Cetyl alcohol (also known as 1-Hexadecanol) is 16 carbons in length fatty alcohol produced from palm oil. It is a white solid in the form of flakes, odorless or with a faint odor. Cetyl alcohol is used as an emollient, emulsifier, thickener, and carrying agent. It is not drying alcohol, soluble in water and alcohol, and is structurally very close to Stearyl alcohol.
Cetyl alcohol is the most commonly used fatty alcohol in the group and is used in various skincare and pharmaceutical applications. It emulsifies water-in-oil ointments and improves the water-retaining power of absorption bases. Cetyl alcohol is a non-gelling thickener, co-emulsifier if concentration ~5 %, viscosity and consistency enhancer (also in waterless products like lipsticks), emollient, moisturizer (attracts moisture), and foam booster.
In creams or emulsion bases, which are oil-in-water emulsions, 1-Hexadecanol acts to stabilize and increase the viscosity of the emulsion. As a result, creams with Cetyl alcohol tend to be soft and translucent. The thickness of the formula can be adjusted to suit the route of administration by adjusting the water, this fatty alcohol, and surfactant concentrations.

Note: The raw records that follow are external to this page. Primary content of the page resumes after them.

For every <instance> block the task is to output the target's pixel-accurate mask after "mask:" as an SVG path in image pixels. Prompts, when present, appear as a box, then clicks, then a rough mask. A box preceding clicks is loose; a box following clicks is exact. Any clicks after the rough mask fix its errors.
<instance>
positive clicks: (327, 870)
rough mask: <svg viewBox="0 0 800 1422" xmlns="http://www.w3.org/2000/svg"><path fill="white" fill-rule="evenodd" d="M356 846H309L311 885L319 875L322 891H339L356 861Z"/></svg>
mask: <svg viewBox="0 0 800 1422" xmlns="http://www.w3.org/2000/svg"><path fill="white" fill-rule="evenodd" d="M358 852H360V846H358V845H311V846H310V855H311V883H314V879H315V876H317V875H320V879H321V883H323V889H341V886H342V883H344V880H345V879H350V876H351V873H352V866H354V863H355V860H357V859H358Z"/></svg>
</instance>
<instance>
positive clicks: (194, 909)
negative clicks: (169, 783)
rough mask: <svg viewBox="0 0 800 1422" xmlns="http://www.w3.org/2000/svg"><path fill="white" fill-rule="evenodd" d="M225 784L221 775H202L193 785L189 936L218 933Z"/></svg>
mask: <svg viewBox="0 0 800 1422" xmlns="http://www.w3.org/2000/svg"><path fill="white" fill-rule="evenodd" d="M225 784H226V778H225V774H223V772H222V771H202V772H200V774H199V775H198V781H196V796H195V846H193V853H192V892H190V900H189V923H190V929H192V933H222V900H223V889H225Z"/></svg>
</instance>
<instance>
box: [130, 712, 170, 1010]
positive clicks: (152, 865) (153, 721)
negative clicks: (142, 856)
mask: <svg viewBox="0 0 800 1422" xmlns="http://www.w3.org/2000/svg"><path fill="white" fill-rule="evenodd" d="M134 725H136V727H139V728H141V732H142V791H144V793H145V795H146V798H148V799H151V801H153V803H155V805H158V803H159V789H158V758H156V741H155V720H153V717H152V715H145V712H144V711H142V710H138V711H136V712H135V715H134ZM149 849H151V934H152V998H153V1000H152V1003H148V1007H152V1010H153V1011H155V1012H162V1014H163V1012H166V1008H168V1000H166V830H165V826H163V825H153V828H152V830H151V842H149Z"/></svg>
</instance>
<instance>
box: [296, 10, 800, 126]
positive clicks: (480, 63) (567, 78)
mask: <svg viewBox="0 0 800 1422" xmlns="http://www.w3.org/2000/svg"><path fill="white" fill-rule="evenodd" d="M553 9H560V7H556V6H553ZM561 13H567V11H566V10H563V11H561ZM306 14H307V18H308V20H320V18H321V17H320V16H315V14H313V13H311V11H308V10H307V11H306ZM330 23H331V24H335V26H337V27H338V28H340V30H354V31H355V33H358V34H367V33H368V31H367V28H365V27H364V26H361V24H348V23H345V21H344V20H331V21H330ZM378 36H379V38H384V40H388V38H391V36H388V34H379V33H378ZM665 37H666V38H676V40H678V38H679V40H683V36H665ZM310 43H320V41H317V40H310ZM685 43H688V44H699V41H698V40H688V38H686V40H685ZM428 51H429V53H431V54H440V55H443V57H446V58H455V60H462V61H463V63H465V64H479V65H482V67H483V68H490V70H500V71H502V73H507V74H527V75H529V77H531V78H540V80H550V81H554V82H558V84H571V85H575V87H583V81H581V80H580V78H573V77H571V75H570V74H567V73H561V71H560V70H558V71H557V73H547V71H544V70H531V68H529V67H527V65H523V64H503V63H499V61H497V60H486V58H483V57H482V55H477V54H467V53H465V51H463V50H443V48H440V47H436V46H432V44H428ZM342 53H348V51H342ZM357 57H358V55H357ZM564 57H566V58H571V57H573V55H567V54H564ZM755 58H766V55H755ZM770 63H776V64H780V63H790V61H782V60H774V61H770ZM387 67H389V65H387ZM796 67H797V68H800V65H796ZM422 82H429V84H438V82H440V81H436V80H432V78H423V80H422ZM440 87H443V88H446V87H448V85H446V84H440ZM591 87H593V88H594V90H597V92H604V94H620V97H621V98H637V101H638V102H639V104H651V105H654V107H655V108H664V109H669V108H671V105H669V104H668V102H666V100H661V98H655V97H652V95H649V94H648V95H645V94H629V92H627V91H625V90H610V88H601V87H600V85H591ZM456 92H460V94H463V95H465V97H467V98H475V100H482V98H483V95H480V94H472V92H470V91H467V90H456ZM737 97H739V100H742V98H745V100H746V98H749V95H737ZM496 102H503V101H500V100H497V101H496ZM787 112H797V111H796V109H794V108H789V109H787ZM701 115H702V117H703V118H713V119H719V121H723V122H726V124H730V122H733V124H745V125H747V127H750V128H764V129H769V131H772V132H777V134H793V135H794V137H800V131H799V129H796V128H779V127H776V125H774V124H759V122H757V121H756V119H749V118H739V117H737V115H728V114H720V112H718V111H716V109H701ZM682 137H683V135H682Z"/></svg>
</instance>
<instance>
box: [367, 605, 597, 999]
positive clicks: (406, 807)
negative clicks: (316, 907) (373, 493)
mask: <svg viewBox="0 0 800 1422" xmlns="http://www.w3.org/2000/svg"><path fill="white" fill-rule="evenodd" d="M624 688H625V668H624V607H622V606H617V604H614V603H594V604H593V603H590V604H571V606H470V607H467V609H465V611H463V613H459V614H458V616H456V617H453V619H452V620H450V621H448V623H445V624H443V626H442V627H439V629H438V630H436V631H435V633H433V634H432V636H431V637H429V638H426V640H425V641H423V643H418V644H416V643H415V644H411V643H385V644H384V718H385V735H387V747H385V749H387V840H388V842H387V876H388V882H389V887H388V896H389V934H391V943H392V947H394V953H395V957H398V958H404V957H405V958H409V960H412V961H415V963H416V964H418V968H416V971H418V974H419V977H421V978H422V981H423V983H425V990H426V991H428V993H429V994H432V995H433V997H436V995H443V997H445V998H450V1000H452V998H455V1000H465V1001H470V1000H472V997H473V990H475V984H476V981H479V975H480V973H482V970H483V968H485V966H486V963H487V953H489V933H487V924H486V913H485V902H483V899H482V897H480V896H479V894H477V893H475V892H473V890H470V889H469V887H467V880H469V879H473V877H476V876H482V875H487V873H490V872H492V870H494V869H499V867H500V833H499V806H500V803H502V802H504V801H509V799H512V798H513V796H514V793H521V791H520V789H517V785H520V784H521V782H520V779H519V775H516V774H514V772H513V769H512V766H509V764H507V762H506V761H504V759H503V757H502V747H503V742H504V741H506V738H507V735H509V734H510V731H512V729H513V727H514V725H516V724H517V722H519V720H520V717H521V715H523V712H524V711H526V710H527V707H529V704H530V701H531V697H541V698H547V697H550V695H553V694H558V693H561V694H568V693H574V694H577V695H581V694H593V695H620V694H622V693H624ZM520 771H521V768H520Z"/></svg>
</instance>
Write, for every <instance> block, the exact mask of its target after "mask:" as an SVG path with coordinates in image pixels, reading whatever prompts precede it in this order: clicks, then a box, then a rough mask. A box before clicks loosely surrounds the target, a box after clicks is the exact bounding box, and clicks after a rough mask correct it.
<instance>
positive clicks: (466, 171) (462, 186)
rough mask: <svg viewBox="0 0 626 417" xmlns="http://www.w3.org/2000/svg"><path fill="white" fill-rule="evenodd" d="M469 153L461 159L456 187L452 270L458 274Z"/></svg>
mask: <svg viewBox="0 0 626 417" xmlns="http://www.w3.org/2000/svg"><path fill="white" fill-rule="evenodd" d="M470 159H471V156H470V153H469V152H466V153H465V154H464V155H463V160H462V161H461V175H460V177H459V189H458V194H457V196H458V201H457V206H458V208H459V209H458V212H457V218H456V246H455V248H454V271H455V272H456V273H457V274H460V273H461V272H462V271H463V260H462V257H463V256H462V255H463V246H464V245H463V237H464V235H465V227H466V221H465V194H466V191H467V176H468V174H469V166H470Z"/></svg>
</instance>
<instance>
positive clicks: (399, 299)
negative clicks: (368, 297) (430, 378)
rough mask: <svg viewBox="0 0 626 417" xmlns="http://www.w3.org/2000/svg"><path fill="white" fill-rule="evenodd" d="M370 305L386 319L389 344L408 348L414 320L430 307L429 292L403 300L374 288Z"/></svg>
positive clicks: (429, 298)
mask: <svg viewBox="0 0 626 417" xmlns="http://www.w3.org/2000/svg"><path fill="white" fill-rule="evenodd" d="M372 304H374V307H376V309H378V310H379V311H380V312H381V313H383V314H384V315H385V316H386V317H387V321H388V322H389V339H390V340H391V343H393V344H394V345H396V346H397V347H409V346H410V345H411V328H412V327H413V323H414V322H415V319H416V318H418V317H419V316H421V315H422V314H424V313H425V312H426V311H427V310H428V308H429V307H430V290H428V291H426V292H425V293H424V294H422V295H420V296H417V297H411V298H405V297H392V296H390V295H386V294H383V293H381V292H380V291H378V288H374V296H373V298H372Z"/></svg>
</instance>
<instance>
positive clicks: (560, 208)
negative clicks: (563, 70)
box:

In simple emulsions, Cetyl alcohol results in significantly lower viscosity. This is likely due to its different crystalline character and slightly less polar nature. Therefore, it is most frequently used in anhydrous systems and water in oil emulsions, where it improves the water-absorbing capacity of the formulation. 1-Hexadecanol is also employed in anhydrous sticks to modify texture or impart structure.